McCaskill communications director Caitlin Legacki replied, "Birds of a feather flock together and today one big earmarker is simply endorsing another. Kit Bond is supporting Todd Akin because he knows that Todd Akin is the only candidate in this race who will carry his torch by defending the wasteful practice of earmarking. .."
Boone praised Akin's opposition to abortion, and lambasted McCaskill's support for reproductive rights.
Read the Beacon's earlier story:
The newest TV ads focusing on Missouri’s U.S. Senate contest aren’t coming from the candidates, but from outside independent political action committees that have jumped into the fray on behalf of Republican Todd Akin or Democratic incumbent Claire McCaskill.
Freedom's Defense Fund, a conservative group, announced that it’s spending $250,000 to air a spot that takes aim at McCaskill, who is attacked for being “in lockstep” with President Barack Obama, supporting “socialized medicine and expanding the welfare state.”
The ad also calls on viewers to support Akin. In a statement, the group says its ad “takes McCaskill to task for her consistent support of Barack Obama's unpopular policies. The ad is the first in a campaign that will include saturation cable advertising in swing counties, radio and aggressive web advertising.”
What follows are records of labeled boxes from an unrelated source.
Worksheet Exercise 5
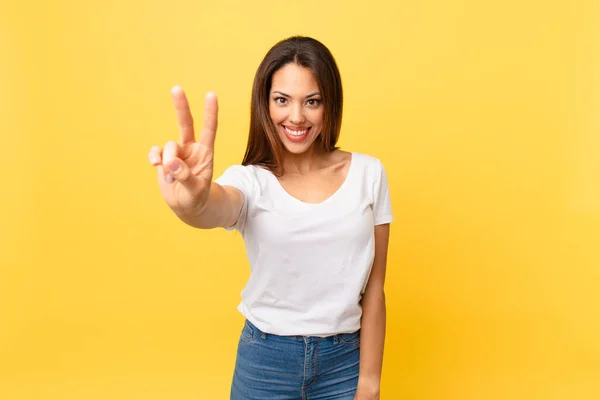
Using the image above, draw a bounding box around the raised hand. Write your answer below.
[148,86,218,216]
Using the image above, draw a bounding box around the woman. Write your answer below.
[149,37,393,400]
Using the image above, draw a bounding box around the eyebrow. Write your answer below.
[273,90,321,99]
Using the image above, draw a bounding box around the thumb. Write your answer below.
[165,158,201,196]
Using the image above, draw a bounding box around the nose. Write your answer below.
[290,104,304,125]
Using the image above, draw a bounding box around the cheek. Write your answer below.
[312,107,324,125]
[269,105,283,124]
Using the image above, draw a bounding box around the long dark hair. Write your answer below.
[242,36,343,175]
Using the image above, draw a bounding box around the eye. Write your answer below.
[306,99,321,107]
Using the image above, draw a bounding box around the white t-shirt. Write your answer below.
[215,153,393,337]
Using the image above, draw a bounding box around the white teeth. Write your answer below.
[284,126,308,136]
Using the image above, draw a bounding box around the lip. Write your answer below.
[282,125,312,143]
[282,124,310,131]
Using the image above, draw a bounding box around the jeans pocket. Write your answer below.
[240,321,259,342]
[338,330,360,344]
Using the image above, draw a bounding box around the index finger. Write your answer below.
[171,86,196,144]
[200,92,219,148]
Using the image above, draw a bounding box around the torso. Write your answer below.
[277,150,352,204]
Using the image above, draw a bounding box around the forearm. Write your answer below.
[358,290,386,395]
[176,182,243,229]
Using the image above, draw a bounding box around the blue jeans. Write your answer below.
[231,321,360,400]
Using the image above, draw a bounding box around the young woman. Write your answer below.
[149,37,393,400]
Meanwhile, the Senate Conservatives Fund, a SuperPAC with ties to influential Sen. Jim DeMint, R-S.C., said Thursday it’s “pledging to direct $290,000” to the effort to defeat McCaskill, in office since 2007.
But the combined pro-Akin spending of about $540,000 is dwarfed by the launch of a $1 million pro-McCaskill TV ad buy by two Democratic-aligned groups that have joined forces: the Service Employees International Union and Emily’s List, a political-action committee that largely backs Democrats who support reproductive rights.
According to the coalition's announcement, the pro-McCaskill spot will run on cable and broadcast stations in St. Louis, Kansas City and Springfield, Mo.
The pro-McCaskill ad opens with the now-famous TV footage of Akin discussing “legitimate rape” with KTVI newsman Charles Jaco and then highlights his other comments or views.
“Claire McCaskill is the kind of independent voice Missouri women want in Washington,” said Stephanie Schriock, president of EMILY’s List. “And the contrast could not be clearer. In a class of total extremists, Todd Akin is possibly the most out-of-touch sounding Republican in the country. We all remember the ‘legitimate rape’ comment, but Akin also thinks Medicare is unconstitutional, called federal student loans a cancer, and opposed the national sex offender registry. Todd Akin is just plain wrong for Missouri.”
Akin and McCaskill also are running TV ads, but with the influx of private groups, most of the U.S. Senate ads seen by TV viewers likely soon won’t be from the official campaigns.
Such independent spots cannot be coordinated with the candidate’s campaign, and the ads’ themes or attacks -- or accuracy -- can’t be cleared by the candidate, either.